In yet another of his social media posting sprees, President Donald Trump sent out a variety of wildly inaccurate and often conspiratorial claims about elections and other subjects. Trump shared a video titled “California Governor PANICS as Walmart Shuts Down 250+ Stores Across State.” The video, echoed by the text in one of the posts Trump shared, claimed that Walmart is preparing to shut down these stores because the retailer can’t afford California’s “$22” per hour minimum wage. But California’s statewide minimum wage is $16.90 per hour, not $22 – and Walmart told CNN on Thursday morning that it isn’t conducting a massive store closure in California for any reason.

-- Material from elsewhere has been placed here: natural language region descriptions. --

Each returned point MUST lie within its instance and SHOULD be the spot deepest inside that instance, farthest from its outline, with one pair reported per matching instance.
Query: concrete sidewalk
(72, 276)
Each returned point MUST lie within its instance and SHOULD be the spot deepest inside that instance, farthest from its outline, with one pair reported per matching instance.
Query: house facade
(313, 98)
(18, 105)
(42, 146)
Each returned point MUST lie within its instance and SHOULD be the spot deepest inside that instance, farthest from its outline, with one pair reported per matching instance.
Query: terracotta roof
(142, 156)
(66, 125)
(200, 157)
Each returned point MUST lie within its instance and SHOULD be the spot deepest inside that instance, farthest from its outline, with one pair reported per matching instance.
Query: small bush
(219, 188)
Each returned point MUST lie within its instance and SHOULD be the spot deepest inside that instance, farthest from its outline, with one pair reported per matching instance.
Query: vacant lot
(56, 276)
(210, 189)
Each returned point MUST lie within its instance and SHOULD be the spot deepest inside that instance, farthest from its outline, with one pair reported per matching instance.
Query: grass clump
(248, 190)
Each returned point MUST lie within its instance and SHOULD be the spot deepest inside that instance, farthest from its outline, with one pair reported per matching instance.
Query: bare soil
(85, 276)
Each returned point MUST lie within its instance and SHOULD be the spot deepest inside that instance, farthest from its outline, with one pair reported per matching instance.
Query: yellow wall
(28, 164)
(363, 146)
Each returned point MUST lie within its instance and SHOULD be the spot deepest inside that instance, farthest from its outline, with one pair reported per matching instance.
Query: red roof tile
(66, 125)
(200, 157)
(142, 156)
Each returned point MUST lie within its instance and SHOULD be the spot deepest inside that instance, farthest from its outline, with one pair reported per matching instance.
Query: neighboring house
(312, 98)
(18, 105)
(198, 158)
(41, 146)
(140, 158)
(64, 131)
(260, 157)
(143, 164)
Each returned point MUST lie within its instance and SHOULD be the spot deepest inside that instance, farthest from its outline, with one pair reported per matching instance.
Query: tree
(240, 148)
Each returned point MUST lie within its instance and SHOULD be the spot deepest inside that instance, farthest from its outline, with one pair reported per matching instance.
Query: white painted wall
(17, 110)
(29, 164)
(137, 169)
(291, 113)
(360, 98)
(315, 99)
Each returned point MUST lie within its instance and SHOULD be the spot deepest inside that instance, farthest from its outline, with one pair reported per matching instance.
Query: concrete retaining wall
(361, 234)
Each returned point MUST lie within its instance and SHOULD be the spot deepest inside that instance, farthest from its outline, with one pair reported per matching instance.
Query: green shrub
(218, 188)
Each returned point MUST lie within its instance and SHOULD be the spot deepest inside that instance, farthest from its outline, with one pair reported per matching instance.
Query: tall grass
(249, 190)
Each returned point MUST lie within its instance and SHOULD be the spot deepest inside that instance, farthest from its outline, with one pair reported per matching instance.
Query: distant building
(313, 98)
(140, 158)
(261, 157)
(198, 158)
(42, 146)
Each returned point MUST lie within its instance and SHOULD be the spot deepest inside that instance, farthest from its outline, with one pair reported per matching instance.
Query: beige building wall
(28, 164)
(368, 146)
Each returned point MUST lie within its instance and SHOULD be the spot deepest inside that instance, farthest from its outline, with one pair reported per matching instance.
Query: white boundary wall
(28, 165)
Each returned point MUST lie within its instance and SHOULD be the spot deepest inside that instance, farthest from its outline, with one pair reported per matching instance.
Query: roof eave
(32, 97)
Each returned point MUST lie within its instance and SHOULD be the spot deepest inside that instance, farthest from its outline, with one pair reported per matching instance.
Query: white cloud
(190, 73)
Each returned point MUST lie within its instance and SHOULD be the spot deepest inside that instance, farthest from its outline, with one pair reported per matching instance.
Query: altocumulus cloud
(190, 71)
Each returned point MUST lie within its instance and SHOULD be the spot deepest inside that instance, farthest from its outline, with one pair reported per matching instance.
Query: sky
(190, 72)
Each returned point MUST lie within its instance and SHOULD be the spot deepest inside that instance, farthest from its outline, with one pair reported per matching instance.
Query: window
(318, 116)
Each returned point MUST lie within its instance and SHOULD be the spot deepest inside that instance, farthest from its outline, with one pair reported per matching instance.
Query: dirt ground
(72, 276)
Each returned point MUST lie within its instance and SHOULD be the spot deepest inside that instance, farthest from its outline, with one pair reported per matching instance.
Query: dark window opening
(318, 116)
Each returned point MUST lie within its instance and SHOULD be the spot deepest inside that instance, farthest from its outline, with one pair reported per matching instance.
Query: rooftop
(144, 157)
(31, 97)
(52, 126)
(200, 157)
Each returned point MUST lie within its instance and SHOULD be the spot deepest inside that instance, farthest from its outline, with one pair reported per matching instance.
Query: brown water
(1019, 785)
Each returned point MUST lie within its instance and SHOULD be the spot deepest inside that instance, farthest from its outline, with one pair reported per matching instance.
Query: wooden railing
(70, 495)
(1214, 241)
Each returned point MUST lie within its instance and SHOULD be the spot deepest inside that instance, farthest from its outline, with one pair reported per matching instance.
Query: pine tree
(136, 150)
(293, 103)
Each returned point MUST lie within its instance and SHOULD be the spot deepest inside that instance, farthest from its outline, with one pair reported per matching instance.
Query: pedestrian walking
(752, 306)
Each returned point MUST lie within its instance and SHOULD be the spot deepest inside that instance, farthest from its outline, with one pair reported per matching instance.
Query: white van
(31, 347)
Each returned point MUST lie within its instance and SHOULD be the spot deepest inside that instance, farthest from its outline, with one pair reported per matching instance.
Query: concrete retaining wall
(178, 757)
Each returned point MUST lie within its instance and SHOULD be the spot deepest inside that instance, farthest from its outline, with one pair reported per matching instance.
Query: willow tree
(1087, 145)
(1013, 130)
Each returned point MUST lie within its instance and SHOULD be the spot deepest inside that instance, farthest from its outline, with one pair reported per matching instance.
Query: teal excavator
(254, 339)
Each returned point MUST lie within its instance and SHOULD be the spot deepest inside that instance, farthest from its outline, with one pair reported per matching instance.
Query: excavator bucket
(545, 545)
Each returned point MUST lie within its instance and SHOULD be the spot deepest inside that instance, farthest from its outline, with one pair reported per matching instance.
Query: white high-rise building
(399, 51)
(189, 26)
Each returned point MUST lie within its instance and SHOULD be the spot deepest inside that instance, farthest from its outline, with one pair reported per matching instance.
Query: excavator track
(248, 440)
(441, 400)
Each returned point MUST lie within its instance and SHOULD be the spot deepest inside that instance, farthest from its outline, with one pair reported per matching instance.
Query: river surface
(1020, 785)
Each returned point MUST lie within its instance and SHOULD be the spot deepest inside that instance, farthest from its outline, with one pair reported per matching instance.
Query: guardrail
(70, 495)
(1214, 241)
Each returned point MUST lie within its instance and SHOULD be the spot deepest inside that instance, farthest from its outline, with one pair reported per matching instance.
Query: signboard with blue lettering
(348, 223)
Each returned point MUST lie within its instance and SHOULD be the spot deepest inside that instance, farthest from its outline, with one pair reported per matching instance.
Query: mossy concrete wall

“This isn’t accurate information,” a Walmart spokesperson said. “In fact, we actually just recently opened a new supercenter in California.
California Gov. Gavin Newsom’s office in a social media post expressed disbelief that Trump had promoted the false claim about Walmart. Walmart’s 303 stores in California are open,” Newsom’s office wrote . “We cannot believe we have to say any of this out loud. We cannot believe this is real life. And we truly cannot believe this man has the nuclear codes.”
The phony claim about Walmart shutting hundreds of California stores was previously posted on a YouTube account that appears to have been devoted to sensational but inaccurate videos attacking Newsom. On Thursday, Newsom’s office provided CNN with a screenshot from the YouTube account, which an aide said was taken Wednesday night, that showed the account had posted numerous highly similar recent videos making sensational false claims about life in California under Newsom. By Thursday morning, almost all of the anti-Newsom videos had been deleted from the account.
Multiple posts from Trump made false claims about elections, including conspiracy theories about the 2020 election the president wrongly insists was stolen from him. One of the posts Trump shared outlined a false vote-flipping conspiracy involving former President Barack Obama, the FBI, the CIA, China and Italian officials. Other posts made claims that were more straightforward, but no less false. For example, Trump shared posts claiming that Wisconsin has more than seven million registered voters, millions higher than its total number of adults. One of the posts said, “This is not a glitch; it is election fraud waiting to happen!” But Wisconsin does not have anywhere close to seven million registered voters. The website of the Wisconsin Elections Commission reports, “The State of Wisconsin had 3,602,958 active registered voters on January 1, 2026.”
The commission told CNN on Thursday that the state also has about 4.6 million inactive voters – people who died; moved away and registered in another state; were convicted of a felony; were adjudicated incompetent to vote; or were purged from the voter rolls due to inactivity – but that “inactive voters are not considered registered voters” and “would have to re-register before voting.”